The first of a series of 15 public debates exploring options for the implementation of the National Development Plan (NDP) was officially inaugurated at the University of the Witwatersrand (Wits) School of Governance last month.
In association with the Oliver and Adelaide Tambo Foundation, the Wits School of Governance hosted a panel of participants to stimulate discussions among stakeholders on the challenges of governance, policy and implementation, and the importance of building a capable State in South Africa.
National Planning Commission (NPC) Secretariat in the Presidency acting head Khulekani Mathe opened the debate, stating that the NDP called for greater collaboration between stakeholders to be successful, as acting in isolation would limit the impact of the NDP.
“To take South Africa forward, we need to discuss the problems and solutions. The NDP aims to address poverty, inequality and unemployment. We must note that the development is about the people and, if our initiative is not making an impact on people, then all we are doing will be incomplete,” he asserted.
He revealed that the Presidency would assess all the plans of the various national departments to ensure that what they put forward was aligned with the NDP. A unit would also be established to assess the impact of current and future policies and ensure that policies that went against the spirit of the NDP were not implemented.
The NPC continued to advise government on how to implement the NDP, engage with stakeholders and facilitate partnerships between stakeholders, Mathe said.
However, he put forward that the biggest challenge the NDP needed to address was inequality.
Wits vice-chancellor and principal Adam Habib agreed, noting that, while there were many positive aspects to the NDP, it had two significant challenges, including inequality.
“The NDP avoids the fundamental question of inequality in inclusive development. The NDP addresses poverty but the question is how to address inequality because it polarises society and creates relative depravation. The areas that have the most [violent] service delivery protests are not the poorest places. [These are] the places in the closest proximity to wealth,” he explained.
The dilemma of inequality, he stressed, was that, as employment increased and poverty was alleviated, the middle class would still grow faster than lower income earners.
Habib stated that this issue was avoided by government because “it is a difficult question to handle”, but warned that this approach did not help in dealing with inequality.
For the NDP to be successfully implemented, a pact and agreement were needed between different stakeholders in society, he suggested.
Further, a coherent plan from government was also required as there were many discrepancies within government in its approach to inequality.
Once coherence was established, coherence in society would be needed, as well as ongoing communication between the State, labour and business.
Congress of South African Trade Unions (Cosatu) strategist Neil Coleman noted that development plans around the world had been most successful where they had broad legitimacy and support and that the core of all institutionalised development planning had been the question of economic plans focused on industrial strategy.

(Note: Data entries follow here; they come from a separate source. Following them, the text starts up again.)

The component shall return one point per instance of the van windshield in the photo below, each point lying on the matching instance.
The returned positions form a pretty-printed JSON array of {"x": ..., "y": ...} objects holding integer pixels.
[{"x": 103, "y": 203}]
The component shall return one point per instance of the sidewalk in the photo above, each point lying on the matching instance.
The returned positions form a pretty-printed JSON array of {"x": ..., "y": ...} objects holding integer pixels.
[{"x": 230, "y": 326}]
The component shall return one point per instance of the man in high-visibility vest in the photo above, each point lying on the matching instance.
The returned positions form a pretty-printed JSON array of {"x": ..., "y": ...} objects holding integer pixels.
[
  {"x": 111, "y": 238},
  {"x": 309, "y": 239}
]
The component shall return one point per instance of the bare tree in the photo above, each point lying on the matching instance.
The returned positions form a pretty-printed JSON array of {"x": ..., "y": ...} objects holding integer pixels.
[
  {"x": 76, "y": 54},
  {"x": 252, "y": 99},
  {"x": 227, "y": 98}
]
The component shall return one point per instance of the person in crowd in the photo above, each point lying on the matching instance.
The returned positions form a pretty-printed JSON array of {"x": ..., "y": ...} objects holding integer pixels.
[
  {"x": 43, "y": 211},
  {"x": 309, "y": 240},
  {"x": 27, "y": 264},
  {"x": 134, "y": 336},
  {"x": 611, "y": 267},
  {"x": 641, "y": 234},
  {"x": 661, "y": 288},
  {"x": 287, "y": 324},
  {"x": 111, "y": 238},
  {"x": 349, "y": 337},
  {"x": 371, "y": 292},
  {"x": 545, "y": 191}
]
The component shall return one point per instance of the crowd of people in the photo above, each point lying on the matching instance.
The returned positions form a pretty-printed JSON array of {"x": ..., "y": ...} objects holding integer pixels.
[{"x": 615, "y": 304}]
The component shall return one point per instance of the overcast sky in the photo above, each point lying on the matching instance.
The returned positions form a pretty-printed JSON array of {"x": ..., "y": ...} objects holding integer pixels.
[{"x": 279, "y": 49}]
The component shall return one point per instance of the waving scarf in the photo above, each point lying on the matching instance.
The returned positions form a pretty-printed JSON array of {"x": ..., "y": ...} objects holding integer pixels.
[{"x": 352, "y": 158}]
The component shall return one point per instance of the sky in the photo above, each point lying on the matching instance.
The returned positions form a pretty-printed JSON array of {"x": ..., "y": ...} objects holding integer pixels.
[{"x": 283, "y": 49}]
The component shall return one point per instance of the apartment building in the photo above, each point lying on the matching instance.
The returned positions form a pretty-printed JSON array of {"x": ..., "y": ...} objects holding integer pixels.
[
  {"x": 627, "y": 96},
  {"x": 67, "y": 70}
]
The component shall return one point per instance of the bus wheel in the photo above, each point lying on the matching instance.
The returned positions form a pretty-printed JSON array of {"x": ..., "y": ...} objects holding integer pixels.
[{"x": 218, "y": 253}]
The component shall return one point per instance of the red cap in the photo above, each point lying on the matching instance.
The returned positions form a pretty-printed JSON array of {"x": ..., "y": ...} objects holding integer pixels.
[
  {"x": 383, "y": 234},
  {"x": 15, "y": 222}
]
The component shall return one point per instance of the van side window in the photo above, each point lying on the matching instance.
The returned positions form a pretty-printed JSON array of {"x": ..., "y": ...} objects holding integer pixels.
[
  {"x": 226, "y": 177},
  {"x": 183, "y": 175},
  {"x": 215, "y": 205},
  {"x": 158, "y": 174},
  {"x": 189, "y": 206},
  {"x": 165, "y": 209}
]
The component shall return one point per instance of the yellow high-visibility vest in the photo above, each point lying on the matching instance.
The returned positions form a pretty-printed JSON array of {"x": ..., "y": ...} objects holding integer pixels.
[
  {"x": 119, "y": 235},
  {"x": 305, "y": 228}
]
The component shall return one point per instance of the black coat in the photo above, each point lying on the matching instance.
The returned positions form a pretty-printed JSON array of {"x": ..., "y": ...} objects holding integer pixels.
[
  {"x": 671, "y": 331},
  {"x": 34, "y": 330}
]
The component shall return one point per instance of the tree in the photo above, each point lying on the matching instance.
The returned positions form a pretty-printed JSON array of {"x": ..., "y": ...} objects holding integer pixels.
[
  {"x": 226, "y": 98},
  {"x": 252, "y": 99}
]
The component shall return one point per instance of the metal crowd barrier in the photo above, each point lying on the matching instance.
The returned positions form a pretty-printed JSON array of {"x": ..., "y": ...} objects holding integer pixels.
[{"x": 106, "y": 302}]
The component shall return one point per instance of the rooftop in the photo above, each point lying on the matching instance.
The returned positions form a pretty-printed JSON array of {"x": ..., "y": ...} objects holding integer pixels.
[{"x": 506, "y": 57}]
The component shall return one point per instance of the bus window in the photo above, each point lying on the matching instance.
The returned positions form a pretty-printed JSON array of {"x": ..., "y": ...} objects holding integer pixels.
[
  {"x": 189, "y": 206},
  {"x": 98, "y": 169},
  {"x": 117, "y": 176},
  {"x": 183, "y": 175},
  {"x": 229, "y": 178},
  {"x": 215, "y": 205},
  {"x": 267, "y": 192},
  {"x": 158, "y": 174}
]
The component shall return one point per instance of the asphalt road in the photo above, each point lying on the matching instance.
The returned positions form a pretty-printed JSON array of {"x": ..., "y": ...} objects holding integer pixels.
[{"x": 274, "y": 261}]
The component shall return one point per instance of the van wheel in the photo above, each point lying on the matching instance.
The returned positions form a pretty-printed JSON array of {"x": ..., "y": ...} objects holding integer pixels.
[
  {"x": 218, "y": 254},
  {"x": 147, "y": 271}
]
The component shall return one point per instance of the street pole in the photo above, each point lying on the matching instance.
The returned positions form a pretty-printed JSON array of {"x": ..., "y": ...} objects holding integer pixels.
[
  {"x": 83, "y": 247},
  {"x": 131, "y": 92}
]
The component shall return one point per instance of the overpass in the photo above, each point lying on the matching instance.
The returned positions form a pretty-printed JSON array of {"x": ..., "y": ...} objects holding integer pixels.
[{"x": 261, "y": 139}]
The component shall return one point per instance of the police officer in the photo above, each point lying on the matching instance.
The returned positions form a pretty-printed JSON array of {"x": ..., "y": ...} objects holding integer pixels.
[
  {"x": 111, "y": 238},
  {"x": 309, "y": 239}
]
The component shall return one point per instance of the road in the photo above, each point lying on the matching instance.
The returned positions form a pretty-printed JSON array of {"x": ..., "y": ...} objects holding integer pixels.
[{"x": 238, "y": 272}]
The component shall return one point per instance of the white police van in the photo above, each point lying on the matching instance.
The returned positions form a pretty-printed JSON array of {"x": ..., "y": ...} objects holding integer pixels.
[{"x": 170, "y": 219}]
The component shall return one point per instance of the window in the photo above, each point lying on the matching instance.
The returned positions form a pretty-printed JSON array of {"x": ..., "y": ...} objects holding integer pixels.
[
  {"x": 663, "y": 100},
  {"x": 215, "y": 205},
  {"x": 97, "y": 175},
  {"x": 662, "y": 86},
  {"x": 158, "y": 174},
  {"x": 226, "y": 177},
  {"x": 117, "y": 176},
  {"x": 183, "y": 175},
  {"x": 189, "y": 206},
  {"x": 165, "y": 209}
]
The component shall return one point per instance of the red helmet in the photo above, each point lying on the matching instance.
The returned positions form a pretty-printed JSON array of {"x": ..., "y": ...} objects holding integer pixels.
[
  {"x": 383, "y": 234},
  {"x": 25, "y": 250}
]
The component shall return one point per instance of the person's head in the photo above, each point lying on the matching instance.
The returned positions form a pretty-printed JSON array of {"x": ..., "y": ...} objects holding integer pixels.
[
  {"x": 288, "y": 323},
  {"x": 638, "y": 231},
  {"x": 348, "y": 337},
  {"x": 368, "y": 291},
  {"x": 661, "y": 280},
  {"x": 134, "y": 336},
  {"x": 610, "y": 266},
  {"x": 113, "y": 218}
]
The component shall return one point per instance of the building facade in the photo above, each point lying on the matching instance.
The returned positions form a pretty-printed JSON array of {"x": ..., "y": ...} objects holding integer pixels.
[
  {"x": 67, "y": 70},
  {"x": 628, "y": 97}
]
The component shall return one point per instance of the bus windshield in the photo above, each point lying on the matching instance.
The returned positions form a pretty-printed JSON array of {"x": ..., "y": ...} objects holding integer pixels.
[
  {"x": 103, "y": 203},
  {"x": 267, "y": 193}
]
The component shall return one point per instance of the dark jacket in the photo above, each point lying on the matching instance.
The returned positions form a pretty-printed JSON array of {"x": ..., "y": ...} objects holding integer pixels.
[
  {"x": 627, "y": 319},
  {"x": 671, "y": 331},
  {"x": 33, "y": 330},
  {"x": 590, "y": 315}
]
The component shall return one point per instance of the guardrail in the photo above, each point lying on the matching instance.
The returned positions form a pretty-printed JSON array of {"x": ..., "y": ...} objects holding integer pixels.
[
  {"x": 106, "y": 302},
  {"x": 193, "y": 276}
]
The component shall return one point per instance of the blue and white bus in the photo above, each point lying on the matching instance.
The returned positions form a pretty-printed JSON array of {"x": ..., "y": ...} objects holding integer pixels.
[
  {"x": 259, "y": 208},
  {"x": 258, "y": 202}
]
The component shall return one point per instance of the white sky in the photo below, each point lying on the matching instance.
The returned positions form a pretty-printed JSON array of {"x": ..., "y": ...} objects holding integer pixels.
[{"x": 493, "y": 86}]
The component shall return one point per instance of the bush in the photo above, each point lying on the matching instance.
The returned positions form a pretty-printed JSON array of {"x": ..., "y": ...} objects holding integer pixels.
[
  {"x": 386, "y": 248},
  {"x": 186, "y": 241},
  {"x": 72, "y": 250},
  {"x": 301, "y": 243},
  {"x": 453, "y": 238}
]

“However, on both these fronts – securing broad social support and advancing coherent economic planning proposals – the NDP runs into problems. Cosatu recognised the plan was a mixed bag but we did not reject it in its totality. For a trade union federation, the critical issue was what its economic and labour market proposals were. As with other development plans, the core of the NDP rests on economic proposals.
“The NDP reflects economic contestation in society, and the state and persistence of economic power relations embedded in key social institutions from the past. We need to get to the root of structural problems in the economy and systematically address them, and the NDP fails to do this,” he stated.
There were positive elements of the plan but the economy impacted on all dimensions of the plan, he said, adding that the NDP, in relation to its economic and labour market analysis and proposals, failed to advance a radical economic shift and threatened to reverse certain progressive advances made over the last few years.
The NDP failed to take forward key progressive policies, including the need to fundamentally transform the economic structure and promote a new powerful growth for redistribution, Coleman said.
A massive push to industrialise the economy and the creation of decent work for all should be at the centre of economic policy.
Further, he suggested that redistribution be used as a fundamental pillar of economic development to combat economic inequality and poverty. The NDP does none of those, he asserted.
“The NDP’s job plan is problematic and unsustainable and is based on creating low-quality precarious jobs outside the core productive sectors of the economy. Secondly, it fails to pursue the Industrial Policy Action Plan and the New Growth Path vision of industrialising the economy.
“The NDP is premised on undermining worker rights and [is] a low-wage strategy, institutionalised through a two-tier labour market, which is centred particularly on repressing the wages of first-time workers,” Coleman argued.
He believed the NDP proposed a business- as-usual macroeconomic stance, which failed to address the inherited structural deficiencies of the South African economy or the domination of finance and mining capital and failed to propose the fundamental change of ownership that was needed to ensure the effective intervention by the State.
Meanwhile, mineral resource company Ichor Coal CEO Nonkululeko Nyembezi-Heita stated that the business sector was pleased with the NDP, as the plan recognised the role of business.
“The business sector remains supportive of the NDP and is keen for its implementation. There is enough in the NDP that we can begin to implement to move from where we are currently,” she said.